Might be having a go at some wild talents in the near future, so I figured I'd put my hand at some characters as examples for the other guys (I've listened to a few campaigns and done a decent amount of reading). Chances are I'll end up turning these into villians or rivals depending on how they interact with them. I'm also a terribly unoriginal person, so I'll be stealing inspired by Ross's basic setting of Ragnarok wiping the slate on heroes/villians since I feel it fixes a ton of general super hero setting issues pretty elegently.Feedback or math checking or thoughts would be great!

In particular with this guy, the permission felt weird. Nothing gives just miracles (aside from one-power), otherwise I probably would have done inhuman stats+that. Unless you always get miracles. Also can you split hard dice into multiple sets? If not I'd tweak his heal dice around some (something like 4d+1wd instead of 4hd). I put +1 on both useful effects, though it probably only needs to be on 1 in order to use both in 1 multiple action at no penalty.


First up is Joe Green, or better known as Laser Jesus. A college dropout who did generous amounts of pot and lsd until a bad trip combined with a door-to-door missionary caused him to become a born-again christian. Below his potting shed happened to be a supervillian lair, and after ragnarok a malfunctioning AI bot-napped him, and got really confused analyzing his memories and got to work.

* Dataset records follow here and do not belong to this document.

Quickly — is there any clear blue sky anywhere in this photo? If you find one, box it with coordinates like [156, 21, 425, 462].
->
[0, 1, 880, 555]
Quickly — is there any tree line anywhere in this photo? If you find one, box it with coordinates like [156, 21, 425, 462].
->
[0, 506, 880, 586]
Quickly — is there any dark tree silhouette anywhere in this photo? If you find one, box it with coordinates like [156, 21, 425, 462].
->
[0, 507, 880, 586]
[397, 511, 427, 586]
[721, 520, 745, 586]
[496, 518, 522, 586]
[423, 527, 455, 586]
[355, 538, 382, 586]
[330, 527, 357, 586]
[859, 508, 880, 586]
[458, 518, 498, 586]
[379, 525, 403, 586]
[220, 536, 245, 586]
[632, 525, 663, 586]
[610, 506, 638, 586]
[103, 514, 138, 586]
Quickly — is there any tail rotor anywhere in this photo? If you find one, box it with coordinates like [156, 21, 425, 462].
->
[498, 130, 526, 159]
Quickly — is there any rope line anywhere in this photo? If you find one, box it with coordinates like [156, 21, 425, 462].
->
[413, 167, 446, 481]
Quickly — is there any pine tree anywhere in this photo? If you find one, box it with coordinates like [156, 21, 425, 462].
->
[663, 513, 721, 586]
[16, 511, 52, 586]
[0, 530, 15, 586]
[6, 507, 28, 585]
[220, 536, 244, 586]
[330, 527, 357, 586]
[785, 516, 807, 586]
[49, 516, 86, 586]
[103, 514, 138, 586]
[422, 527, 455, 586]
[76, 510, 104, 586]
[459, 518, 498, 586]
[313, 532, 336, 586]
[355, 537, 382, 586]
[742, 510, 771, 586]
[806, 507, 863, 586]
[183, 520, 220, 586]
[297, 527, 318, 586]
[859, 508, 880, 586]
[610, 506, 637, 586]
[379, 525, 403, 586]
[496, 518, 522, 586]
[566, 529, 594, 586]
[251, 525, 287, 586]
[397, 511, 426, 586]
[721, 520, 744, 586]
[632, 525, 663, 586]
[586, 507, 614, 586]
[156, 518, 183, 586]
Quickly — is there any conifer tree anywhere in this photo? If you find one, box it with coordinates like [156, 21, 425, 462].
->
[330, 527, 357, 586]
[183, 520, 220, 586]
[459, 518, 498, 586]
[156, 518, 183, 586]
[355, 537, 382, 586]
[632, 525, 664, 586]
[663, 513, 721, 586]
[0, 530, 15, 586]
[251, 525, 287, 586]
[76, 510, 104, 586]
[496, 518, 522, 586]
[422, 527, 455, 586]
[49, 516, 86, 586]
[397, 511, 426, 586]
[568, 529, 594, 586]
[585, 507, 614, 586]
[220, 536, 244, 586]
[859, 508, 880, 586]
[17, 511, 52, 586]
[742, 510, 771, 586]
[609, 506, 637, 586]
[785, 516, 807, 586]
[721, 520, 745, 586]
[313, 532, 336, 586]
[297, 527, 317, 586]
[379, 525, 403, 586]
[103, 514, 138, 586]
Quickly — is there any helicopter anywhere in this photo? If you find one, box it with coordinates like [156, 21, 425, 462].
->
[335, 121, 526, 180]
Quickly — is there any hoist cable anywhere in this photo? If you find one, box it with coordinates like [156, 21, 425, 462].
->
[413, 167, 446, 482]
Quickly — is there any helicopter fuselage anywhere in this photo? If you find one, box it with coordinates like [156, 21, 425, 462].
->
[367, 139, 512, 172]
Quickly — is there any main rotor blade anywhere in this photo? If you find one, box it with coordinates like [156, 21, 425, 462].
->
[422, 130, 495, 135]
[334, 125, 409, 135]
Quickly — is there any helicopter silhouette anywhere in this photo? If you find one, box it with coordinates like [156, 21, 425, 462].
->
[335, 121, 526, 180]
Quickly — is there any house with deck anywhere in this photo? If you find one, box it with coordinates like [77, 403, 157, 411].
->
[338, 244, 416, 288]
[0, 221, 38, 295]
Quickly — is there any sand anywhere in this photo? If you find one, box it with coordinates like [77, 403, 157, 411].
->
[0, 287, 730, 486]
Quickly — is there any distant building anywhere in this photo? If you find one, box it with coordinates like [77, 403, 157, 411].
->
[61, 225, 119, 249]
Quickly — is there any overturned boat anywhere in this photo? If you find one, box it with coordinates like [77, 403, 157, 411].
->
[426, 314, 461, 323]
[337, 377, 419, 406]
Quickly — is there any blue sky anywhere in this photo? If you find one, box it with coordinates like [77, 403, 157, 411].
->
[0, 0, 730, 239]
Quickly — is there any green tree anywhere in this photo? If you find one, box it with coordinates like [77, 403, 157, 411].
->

He is pretty average, but got a boost to social/evangelizing, and a couple biblical style powers. Probably should make up a dud water to wine power for him as well.

200 points
Source: Conduit (0)
Permissions: Super (15)

Base Will: 16 (21 points for +7)

Stats (normal / hyper) (80)
Body: 2d
Coordination: 2d
Sense: 2d
Mind: 2d
Charm: 2d / 2d
Command: 2d / 3d

Skills (normal / hyper) (44)
Empathy: 2d / 1wd
First Aid: 2d
Streetwise: 3d
Lie: 2d
Persuasion: 2d / 1wd
Intimidation: 1d
Leadership: 2d / 1wd
Stability: 1d / 1wd

Powers

Walk on Water - Capacity: Speed (1/2/4) 2hd (4 points)
(U) Duration (+2) Booster (+1) Willpower Investment (-1) Self Only (-3)
It takes 4 willpower to have active, booster allows him to move quite a bit faster over water than his normal speed.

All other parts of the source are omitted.